"Hashes don't match!" error when writing output data

newer
JDL fields being dropped by Dirac...

Matt Williams

19 May 2016 19 May '16

4:36 p.m.

Hi, I'm one of the developers of Ganga and I've just started looking into using the GridPP DIRAC server as an endpoint for testing the Ganga DIRAC interface. We have some old tests that have not run in a while and used to run against the LHCb server. It generates a local script at /tmp/tmpITNsT1 which looks like: #!/bin/bash echo '1463671701.0 7678619867.41' > sandboxFile.txt echo '1463671701.0 1646249395.76' > getFile.dst echo '1463671702.0 9279948101.21' > removeFile.dst and then uses the DIRAC Python API to do: from DIRAC.Interfaces.API.Dirac import Dirac from DIRAC.Interfaces.API.Job import Job j = Job() j.setName('InitTestJob') j.setExecutable('tmpITNsT1','','Ganga_Executable.log') j.setInputSandbox(['/tmp/tmpITNsT1']) j.setOutputSandbox(['std.out','std.err','sandboxFile.txt']) j.setOutputData(['getFile.dst', 'removeFile.dst']) j.setBannedSites(['LCG.CERN.ch', 'LCG.CNAF.it', 'LCG.GRIDKA.de', 'LCG.IN2P3.fr', 'LCG.NIKHEF.nl', 'LCG.PIC.es', 'LCG.RAL.uk', 'LCG.SARA.nl']) #submit the job to dirac dirac=Dirac() result = dirac.submit(j) output(result) The job submits and run fine (for example jod ID 491036) but when it comes to write the output data I get the attached error which contains the line: dm.putAndRegister failed with message Failed to put file to Storage Element. Hashes don't match! Now, I assume that we're simply using the API wrong and that the test is out-of-date with the current state of things but if anyone could give me a pointer as to where I should start looking that would be appreciated. I've tried googling for the error message but only found matches against the source code. Cheers, Matt

Attachments:

dirac_error.log (text/x-log — 1.7 KB)

Show replies by date

Mark Slater

20 May 20 May

10:24 a.m.

New subject: "Hashes don't match!" error when writing output data

Hi Matt, I *think* this is because the output site hasn't been set and therefore the GridPP Dirac instance attempts to upload to the Sandbox SE which fails. This would work in LHCb because they have default SEs associated with sites in the Dirac configuration (additionally, this is because LHCb historically only use storage at Tier1s so it's very easy to determine where output data should go). I can't remember the Issue/PR number but this was addressed by Rob's recent DiracFile changes that should allow the SE to be set. Hope this helps! Thanks, Mark On 19/05/2016 16:36, Matt Williams wrote:

...

Hi,

I'm one of the developers of Ganga and I've just started looking into using the GridPP DIRAC server as an endpoint for testing the Ganga DIRAC interface. We have some old tests that have not run in a while and used to run against the LHCb server.

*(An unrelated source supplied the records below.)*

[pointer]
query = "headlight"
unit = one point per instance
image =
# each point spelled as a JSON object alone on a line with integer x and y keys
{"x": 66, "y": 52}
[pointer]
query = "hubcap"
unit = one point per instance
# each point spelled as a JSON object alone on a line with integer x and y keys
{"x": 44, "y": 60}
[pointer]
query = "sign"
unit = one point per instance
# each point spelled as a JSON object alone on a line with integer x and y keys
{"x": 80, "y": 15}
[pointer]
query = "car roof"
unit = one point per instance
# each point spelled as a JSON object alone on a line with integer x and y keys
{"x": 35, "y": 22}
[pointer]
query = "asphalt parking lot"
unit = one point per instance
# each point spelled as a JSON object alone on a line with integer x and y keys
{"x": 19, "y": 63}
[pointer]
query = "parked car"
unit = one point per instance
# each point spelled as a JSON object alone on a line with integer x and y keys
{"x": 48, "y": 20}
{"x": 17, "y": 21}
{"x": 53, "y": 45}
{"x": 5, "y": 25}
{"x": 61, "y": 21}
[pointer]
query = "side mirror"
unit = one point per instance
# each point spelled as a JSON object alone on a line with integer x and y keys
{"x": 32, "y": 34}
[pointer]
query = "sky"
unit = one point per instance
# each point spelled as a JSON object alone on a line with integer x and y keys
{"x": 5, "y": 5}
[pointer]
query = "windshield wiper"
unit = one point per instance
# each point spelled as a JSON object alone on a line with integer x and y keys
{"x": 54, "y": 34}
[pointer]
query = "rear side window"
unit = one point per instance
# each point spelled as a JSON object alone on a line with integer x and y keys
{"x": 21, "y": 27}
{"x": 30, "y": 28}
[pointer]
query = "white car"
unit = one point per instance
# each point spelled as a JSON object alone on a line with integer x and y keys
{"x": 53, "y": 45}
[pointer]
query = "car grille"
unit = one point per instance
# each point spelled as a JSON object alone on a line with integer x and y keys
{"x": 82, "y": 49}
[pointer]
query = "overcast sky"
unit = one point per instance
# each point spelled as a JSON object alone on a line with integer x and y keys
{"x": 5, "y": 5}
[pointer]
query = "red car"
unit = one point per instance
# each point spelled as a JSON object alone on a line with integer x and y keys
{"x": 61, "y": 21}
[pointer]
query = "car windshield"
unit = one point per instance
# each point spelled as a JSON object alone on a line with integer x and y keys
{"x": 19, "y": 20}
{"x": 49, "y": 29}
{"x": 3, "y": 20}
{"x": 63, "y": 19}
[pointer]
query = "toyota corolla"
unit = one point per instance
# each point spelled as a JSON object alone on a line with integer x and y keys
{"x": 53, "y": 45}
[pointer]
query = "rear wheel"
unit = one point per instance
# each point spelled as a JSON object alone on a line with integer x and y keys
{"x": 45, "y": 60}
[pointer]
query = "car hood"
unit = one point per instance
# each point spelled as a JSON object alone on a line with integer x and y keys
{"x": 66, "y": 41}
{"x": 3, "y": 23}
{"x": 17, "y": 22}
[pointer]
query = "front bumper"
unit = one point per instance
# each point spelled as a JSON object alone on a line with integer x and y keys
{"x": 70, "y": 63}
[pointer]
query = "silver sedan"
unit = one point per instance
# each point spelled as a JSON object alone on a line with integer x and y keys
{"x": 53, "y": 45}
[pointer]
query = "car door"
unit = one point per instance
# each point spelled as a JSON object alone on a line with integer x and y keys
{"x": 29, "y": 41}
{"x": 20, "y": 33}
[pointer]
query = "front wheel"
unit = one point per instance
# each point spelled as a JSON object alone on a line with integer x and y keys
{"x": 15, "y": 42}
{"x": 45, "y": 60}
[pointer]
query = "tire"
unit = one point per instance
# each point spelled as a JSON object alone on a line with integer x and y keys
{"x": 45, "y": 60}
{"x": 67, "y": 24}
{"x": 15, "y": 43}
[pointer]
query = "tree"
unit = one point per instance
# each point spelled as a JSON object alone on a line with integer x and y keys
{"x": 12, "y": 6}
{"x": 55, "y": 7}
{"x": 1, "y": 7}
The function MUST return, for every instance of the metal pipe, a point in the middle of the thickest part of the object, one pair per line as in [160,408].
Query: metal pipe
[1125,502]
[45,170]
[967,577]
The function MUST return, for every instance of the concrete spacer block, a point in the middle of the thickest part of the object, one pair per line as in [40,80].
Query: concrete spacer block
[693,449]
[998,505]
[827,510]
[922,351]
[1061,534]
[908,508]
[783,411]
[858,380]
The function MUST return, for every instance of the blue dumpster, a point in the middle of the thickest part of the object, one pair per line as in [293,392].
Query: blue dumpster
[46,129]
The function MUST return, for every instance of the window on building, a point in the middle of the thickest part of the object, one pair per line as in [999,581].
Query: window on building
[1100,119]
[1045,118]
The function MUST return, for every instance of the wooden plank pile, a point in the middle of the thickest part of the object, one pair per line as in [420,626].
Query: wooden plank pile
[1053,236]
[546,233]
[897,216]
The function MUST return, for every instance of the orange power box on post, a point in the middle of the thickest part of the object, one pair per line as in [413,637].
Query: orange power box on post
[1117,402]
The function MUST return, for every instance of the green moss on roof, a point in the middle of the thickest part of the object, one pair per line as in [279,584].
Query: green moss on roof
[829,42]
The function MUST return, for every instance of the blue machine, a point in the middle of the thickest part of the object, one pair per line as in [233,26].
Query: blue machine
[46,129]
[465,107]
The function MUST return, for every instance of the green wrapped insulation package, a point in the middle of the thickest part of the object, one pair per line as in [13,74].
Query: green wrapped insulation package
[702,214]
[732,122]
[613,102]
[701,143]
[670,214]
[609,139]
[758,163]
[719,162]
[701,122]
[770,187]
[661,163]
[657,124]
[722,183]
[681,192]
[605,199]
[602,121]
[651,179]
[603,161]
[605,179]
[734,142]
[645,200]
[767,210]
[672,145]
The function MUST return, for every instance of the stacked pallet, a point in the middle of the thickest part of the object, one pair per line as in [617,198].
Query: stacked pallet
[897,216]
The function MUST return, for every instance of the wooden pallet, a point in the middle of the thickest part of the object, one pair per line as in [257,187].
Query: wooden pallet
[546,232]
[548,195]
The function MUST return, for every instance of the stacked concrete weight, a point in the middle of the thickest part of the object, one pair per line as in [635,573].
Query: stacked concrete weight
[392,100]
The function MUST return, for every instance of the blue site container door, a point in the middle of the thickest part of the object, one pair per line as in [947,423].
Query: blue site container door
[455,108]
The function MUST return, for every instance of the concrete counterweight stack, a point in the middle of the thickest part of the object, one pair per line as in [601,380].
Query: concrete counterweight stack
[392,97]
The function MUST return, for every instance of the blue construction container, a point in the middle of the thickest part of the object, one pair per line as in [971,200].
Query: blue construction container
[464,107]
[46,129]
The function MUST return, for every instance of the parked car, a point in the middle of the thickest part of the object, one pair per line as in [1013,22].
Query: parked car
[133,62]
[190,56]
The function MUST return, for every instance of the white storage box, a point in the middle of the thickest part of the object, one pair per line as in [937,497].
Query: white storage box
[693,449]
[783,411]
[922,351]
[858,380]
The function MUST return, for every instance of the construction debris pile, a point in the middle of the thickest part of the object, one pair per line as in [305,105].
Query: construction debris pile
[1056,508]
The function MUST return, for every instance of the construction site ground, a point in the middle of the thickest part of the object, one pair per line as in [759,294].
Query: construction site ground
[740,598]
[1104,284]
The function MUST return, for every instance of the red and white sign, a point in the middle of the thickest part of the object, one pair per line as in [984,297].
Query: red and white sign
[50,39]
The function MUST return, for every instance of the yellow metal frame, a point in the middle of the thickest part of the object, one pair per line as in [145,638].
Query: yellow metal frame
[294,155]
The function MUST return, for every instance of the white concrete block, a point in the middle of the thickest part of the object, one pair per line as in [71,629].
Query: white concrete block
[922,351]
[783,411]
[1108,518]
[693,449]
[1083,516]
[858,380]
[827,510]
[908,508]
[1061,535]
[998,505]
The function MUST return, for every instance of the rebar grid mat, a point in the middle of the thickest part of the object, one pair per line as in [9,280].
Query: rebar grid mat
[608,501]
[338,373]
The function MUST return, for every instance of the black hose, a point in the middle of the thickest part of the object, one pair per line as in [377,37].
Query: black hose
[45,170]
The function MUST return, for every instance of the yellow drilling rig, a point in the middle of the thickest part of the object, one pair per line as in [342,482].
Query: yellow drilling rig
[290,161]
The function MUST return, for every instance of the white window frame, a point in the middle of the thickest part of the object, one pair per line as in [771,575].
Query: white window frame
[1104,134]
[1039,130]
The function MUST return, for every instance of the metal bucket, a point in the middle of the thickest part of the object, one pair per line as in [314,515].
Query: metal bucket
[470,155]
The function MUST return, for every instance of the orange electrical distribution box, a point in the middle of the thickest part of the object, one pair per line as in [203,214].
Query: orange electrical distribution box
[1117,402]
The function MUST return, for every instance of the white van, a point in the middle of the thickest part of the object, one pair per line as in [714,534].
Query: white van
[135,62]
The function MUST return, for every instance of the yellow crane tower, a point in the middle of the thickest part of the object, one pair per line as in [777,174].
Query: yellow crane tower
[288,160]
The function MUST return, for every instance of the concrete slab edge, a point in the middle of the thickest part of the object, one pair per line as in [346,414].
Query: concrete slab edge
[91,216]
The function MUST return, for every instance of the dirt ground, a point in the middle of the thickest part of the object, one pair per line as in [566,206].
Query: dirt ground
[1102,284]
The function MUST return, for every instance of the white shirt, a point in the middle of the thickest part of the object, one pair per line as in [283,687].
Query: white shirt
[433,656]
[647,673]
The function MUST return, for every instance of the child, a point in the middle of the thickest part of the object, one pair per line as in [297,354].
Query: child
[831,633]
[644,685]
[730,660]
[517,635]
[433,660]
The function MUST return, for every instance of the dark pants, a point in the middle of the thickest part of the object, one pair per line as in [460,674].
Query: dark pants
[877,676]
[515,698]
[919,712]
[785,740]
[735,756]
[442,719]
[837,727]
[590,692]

It generates a local script at /tmp/tmpITNsT1 which looks like:

#!/bin/bash echo '1463671701.0 7678619867.41' > sandboxFile.txt echo '1463671701.0 1646249395.76' > getFile.dst echo '1463671702.0 9279948101.21' > removeFile.dst

and then uses the DIRAC Python API to do:

from DIRAC.Interfaces.API.Dirac import Dirac from DIRAC.Interfaces.API.Job import Job j = Job() j.setName('InitTestJob') j.setExecutable('tmpITNsT1','','Ganga_Executable.log') j.setInputSandbox(['/tmp/tmpITNsT1']) j.setOutputSandbox(['std.out','std.err','sandboxFile.txt']) j.setOutputData(['getFile.dst', 'removeFile.dst']) j.setBannedSites(['LCG.CERN.ch', 'LCG.CNAF.it', 'LCG.GRIDKA.de', 'LCG.IN2P3.fr', 'LCG.NIKHEF.nl', 'LCG.PIC.es', 'LCG.RAL.uk', 'LCG.SARA.nl']) #submit the job to dirac dirac=Dirac() result = dirac.submit(j) output(result)

The job submits and run fine (for example jod ID 491036) but when it comes to write the output data I get the attached error which contains the line:

dm.putAndRegister failed with message Failed to put file to Storage Element. Hashes don't match!

Now, I assume that we're simply using the API wrong and that the test is out-of-date with the current state of things but if anyone could give me a pointer as to where I should start looking that would be appreciated. I've tried googling for the error message but only found matches against the source code.

Cheers, Matt

Matt Williams

11:13 a.m.

New subject: "Hashes don't match!" error when writing output data

Ok, so is something like: from DIRAC.ResourceStatusSystem.Utilities.CSHelpers import getStorageElements all_ses = getStorageElements()['Value'] uk_ses = [se for se in all_ses if se.startswith('UKI')] j.setOutputData(['getFile.dst', 'removeFile.dst'], outputSE=uk_ses) a sensible way of getting the UK SEs? Is there a way to prioritise writing to the SE attached to the CE where the job ran (if it has one)? Cheers, Matt On 20 May 2016 at 10:24, Mark Slater <mslater@cern.ch> wrote:

...

Hi Matt,

I *think* this is because the output site hasn't been set and therefore the GridPP Dirac instance attempts to upload to the Sandbox SE which fails. This would work in LHCb because they have default SEs associated with sites in the Dirac configuration (additionally, this is because LHCb historically only use storage at Tier1s so it's very easy to determine where output data should go). I can't remember the Issue/PR number but this was addressed by Rob's recent DiracFile changes that should allow the SE to be set.

Hope this helps!

Thanks,

Mark

On 19/05/2016 16:36, Matt Williams wrote:

Hi,

I'm one of the developers of Ganga and I've just started looking into using the GridPP DIRAC server as an endpoint for testing the Ganga DIRAC interface. We have some old tests that have not run in a while and used to run against the LHCb server.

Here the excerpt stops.